Setelah menghabiskan seperempat hari di universitas, aku pun pergi ke sebuah perusahaan swasta untuk melakukan pekerjaan paruh waktu di sore hari.
Di perguruan tinggi, aku mendapat beasiswa yang cukup mencukupi kebutuhanku, seperti sewa kamar, biaya sekolah, dan keperluan lainnya. Namun, mengenai pekerjaan paruh waktu saat ini, selain menambah tabunganku, aku juga menjadikannya sebagai pengalaman kerja. Itu akan membantuku untuk mendapatkan sebuah pekerjaan yang lebih baik di masa depan.
Setelah jam 9 malam, aku pun kembali. Namun, begitu aku berada di luar, aku melihat seorang pria bernama Lee Donghae itu berdiri di bawah pilar nama perusahaan swasta tempatku bekerja. Aku menarik napas dalam-dalam, lalu melanjutkan langkahku, mengabaikan senyuman akrabnya.
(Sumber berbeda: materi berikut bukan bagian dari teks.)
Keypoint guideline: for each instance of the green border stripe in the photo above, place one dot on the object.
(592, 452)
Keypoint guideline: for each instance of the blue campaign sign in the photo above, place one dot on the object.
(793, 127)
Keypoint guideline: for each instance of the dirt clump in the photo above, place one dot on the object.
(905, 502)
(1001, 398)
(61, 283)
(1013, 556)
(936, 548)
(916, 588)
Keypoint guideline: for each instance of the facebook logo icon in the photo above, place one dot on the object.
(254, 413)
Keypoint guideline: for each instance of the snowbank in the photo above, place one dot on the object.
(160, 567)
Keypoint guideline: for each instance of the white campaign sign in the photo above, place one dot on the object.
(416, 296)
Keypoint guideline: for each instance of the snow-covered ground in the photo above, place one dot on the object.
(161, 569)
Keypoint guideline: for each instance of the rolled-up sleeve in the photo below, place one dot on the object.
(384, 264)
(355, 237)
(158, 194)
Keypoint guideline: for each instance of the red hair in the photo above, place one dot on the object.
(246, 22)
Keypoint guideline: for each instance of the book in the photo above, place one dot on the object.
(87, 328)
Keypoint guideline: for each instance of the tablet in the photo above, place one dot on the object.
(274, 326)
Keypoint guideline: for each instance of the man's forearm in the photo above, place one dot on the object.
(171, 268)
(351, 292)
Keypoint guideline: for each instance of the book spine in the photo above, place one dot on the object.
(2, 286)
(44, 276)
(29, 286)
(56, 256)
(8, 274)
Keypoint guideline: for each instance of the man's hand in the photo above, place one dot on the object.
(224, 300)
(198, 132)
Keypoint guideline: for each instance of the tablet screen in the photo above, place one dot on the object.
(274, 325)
Tanpa menoleh, aku tahu bahwa ia mengikutiku sekarang.
"Chunghee! Namamu Park Chunghee, kan? Mengenai apa yang aku katakan tadi, aku serius!"
Mendengar kata-kata itu, aku seketika berhenti melangkah. Dalam hati, kata-kata itu membuatku bahagia, tetapi di sisi lain menjadi ketakutan.
"K-kau gay, kan?"
Menyelesaikan kata-katanya, aku mengepalkan tanganku dengan erat. Bukan itu yang ingin aku dengar. Jadi, karena merasa kesal, aku pun berlari tanpa sepatah kata.
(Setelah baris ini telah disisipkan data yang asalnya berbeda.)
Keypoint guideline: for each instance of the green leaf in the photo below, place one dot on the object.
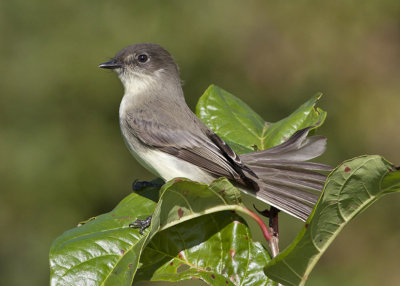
(216, 248)
(106, 251)
(243, 129)
(350, 189)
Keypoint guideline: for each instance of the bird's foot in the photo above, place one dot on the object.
(141, 224)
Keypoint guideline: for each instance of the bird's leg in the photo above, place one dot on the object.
(141, 224)
(138, 185)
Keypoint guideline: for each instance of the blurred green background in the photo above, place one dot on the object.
(62, 156)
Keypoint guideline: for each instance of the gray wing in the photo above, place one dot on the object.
(191, 143)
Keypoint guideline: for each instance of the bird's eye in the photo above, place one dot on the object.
(143, 58)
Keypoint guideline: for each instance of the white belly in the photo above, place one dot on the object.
(168, 167)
Aku berlari secepat yang aku bisa, menuju kamar kontrakanku tanpa mempedulikannya. Meskipun aku tidak bermaksud melakukannya, kakiku bergerak sendiri ketika aku mendengar ia menanyakan hal seperti itu.
Setibanya di tempatku, aku segera masuk ke kamar dan mengunci pintu, lalu berbaring di kasurku tanpa mengganti pakaian terlebih dulu. Pikiranku dipenuhi dengan seseorang yang baru ku temui hari ini, dan itu membuatku menggila pada apa yang ia katakan mengenai perasaannya.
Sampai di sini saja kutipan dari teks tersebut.